Daniel Alves da Silva begitu nama lengkap pria kelahiran 6 Mei 1983. Usianya sudah mencapai 38 tahun, namun Barcelona seperti menemukan kembali bek kanan yang pernah membela tim tersebut era 2008-2016. Salah satu bek terbaik di posisinya.

Setelah meninggalkan Barcelona menuju Juventus (2016-2017), lalu berpetualang di Paris Saint-Germain (2017-2019), kembali ke Brasil bersama Sao Paolo (2019-2021), Dani Alves "pulang" ke Kota Barcelona.

Tidak mudah bagi pemain sepak bola untuk kembali ke klub yang membesarkan dan ikut dibesarkannya. Apalagi, Dani Alves sempat "hilang" dari pemberitaan sepak bola ketika mondok di Sao Paulo, klub elite Brasil.

Mungkin, banyak pihak yang kaget ketika 12 November 2021 manajemen Barcelona mengumumkan Dani Alves kembali masuk tim, hanya 6 hari setelah Xavi dipublisikan sebagai pelatih baru Barca.
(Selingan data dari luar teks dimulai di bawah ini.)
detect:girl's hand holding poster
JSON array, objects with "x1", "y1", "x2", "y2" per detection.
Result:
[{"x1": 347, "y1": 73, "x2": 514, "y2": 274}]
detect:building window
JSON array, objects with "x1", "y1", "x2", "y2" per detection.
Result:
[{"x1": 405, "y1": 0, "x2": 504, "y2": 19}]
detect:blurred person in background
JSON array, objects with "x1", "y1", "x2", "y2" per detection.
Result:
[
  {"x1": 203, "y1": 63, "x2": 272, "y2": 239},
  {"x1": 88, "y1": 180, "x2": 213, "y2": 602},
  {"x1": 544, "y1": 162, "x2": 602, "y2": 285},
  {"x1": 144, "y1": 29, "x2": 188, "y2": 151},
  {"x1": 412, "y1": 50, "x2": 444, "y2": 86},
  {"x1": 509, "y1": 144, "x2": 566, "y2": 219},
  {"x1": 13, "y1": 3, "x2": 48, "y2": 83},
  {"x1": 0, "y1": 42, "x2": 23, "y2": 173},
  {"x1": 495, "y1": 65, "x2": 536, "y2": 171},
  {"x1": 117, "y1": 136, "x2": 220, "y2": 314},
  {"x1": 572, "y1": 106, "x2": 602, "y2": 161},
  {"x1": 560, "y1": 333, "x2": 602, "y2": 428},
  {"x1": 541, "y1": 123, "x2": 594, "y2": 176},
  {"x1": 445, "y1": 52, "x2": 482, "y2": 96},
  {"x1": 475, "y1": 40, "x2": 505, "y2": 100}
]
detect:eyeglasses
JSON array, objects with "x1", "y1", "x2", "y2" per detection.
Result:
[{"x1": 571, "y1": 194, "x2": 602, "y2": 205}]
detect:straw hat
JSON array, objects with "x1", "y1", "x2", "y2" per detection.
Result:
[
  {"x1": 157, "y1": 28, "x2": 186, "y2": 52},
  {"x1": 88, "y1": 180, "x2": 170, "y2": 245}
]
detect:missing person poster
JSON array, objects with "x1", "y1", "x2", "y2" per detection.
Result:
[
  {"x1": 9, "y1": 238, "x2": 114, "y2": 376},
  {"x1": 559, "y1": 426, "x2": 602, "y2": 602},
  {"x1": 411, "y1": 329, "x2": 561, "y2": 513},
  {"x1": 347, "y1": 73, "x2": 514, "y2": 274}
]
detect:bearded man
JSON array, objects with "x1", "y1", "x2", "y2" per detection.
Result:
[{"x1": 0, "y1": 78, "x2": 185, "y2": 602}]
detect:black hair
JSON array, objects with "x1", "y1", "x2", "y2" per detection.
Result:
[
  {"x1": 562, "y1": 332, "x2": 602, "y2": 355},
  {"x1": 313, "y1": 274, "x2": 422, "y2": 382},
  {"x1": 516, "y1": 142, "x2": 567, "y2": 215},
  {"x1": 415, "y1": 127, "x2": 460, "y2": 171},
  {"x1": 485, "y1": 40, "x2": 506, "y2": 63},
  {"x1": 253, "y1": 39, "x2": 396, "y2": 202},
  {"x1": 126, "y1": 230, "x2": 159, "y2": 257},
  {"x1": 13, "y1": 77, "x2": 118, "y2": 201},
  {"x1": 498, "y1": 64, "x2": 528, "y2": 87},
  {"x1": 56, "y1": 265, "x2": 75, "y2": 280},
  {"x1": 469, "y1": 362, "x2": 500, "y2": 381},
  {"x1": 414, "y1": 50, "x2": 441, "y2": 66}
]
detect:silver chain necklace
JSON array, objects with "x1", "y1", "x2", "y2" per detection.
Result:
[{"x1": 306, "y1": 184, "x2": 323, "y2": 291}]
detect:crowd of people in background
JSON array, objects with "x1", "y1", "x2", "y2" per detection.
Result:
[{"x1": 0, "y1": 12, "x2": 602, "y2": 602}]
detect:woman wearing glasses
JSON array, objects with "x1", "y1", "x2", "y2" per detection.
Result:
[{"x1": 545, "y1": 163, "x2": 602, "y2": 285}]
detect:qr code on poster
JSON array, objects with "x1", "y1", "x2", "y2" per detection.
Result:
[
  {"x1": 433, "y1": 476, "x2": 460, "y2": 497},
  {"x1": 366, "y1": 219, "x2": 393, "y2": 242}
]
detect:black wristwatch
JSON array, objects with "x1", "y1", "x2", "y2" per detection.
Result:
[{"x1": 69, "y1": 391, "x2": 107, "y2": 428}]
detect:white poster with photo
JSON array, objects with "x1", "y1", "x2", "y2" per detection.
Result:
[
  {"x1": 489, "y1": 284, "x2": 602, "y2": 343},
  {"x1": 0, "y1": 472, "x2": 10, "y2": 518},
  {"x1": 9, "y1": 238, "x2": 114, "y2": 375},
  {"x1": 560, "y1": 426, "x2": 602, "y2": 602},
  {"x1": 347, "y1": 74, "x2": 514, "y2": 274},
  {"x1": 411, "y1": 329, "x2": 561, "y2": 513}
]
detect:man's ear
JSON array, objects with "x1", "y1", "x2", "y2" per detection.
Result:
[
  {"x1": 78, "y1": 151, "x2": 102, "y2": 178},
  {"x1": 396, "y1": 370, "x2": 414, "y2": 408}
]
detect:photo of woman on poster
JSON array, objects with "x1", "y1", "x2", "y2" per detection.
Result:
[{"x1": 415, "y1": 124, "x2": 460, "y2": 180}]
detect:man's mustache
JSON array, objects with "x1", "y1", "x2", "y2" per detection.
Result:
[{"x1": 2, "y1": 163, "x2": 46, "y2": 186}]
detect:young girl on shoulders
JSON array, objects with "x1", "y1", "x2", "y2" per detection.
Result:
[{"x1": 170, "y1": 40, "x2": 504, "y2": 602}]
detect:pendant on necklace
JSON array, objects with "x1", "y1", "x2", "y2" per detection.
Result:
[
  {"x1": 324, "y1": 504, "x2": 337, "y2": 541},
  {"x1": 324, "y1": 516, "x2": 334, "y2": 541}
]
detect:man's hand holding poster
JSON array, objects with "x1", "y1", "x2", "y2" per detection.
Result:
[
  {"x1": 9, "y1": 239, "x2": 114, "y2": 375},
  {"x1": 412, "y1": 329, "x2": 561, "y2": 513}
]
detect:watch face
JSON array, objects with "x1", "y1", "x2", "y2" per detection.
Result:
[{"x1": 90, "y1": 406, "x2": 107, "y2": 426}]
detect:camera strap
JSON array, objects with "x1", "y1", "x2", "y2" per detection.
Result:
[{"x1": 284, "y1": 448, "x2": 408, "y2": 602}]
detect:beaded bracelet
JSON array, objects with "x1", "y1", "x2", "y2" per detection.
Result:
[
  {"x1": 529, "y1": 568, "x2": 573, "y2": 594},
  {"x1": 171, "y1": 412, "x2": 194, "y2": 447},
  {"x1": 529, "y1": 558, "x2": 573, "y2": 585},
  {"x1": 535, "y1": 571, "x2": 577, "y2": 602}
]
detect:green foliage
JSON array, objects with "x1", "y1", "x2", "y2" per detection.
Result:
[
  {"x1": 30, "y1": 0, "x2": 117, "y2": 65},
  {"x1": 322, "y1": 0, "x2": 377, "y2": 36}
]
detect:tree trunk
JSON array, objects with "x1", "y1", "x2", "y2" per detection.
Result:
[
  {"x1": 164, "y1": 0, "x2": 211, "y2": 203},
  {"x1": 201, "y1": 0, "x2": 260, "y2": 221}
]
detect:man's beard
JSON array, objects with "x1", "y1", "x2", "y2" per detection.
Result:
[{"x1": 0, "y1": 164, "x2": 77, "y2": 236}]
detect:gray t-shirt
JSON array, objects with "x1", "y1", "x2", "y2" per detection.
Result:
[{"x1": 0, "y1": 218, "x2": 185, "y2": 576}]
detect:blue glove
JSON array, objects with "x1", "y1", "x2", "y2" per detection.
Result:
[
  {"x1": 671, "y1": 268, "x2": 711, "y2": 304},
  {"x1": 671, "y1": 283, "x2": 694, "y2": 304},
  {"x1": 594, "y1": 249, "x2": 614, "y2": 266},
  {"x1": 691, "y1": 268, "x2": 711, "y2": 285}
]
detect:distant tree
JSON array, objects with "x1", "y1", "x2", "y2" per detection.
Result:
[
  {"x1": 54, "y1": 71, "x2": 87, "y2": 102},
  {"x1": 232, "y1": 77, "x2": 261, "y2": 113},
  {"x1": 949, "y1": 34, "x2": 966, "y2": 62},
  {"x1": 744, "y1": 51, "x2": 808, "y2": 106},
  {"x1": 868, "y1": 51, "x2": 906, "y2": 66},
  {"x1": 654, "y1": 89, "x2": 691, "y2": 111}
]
Apakah ini permintaan Xavi kepada manajemen klub?

Bukankah saat itu usia Dani Alves sudah 38 tahun? Apakah Barcelona tidak punya stok pemain dari akademi kalau tak sanggup membeli pemain dari klub luar?

Stok sih ada, namun Barcelona butuh sesuatu yang lebih dari anak muda, semangat menggebu, dan mencari panggung pembuktian. Alves memberi sesuatu yang dibutuhkan. 

Menderita Seminggu

Waktu berjalan, Dani Alves menjawab keraguan itu lewat kakinya di lapangan sepak bola, bukan melalui mulut atau jari-jari yang menari di sosial media.

Beberapa waktu lalu, lewat wawancara di Sport, Dani Alves berbagi kunci sukses bagaimana ia menemukan kembali jalan masuk ke pintu bernama "panggung utama".

Alves sadar, saat ia kembali ke Barcelona, hal yang harus ia perlihatkan adalah tak ada yang berubah soal gairah di lapangan hijau dibandingkan era pertama ia menjadi bagian dari Camp Nou.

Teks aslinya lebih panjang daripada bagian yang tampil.